Scripture and Schism: Samaritan and Karaite Treasures

Byzantine and Ottoman Karaism:
Compromise and Codification

Ez Hayyim (Tree of Life)
Aaron ben Elijah
Cairo, 1436
ms. 3398

The Karaite center in Byzantium had its roots in Jerusalem. Throughout the eleventh century, many Karaites came from Constantinople to study at the great Karaite academy in Jerusalem, and Jeshua ben Judah, a disciple of Joseph al-Basir, counted numerous Byzantine Karaites among his students. Once the Jerusalem academy was destroyed by the Crusader conquests in 1099, Jeshua's Byzantine students returned home and continued his work. With that, the center of the Karaite movement shifted from Jerusalem to Constantinople.

The move away from the Arabic-speaking world occasioned an important linguistic shift in Karaite literature. The Byzantine Karaites were steeped in the Judeo-Arabic scholarship of their Near Eastern predecessors, yet they also knew that if they were to survive as a movement, they would have to render that scholarship into a medium more readily comprehensible to their Greek- and Hebrew-speaking neighbors. Accordingly, they set out to translate the legal, philosophical, and exegetical works of the Golden Age into Hebrew.

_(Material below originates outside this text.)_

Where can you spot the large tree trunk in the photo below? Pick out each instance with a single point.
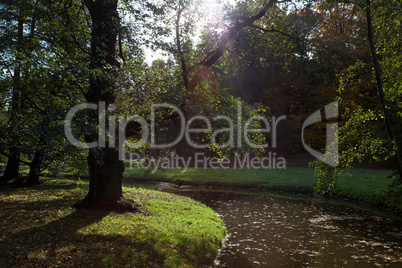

As time wore on, the encounter between Byzantine Rabbanite and Karaite communities led to a growing a rapprochement between the two camps. Byzantine Karaite works of the fourteenth century onward are marked by a heavy tendency toward compromise with Rabbanism. After the influx of Spanish exiles to Ottoman Turkey beginning in 1391, Karaites were increasingly exposed to rabbinic learning. By the sixteenth century, two major pillars of Karaite halakhic difference had been all but eroded in the Byzantine-Ottoman sphere: the prohibition against using light on the Sabbath and direct observation of the barley crop in Palestine for the purposes of intercalcating the year.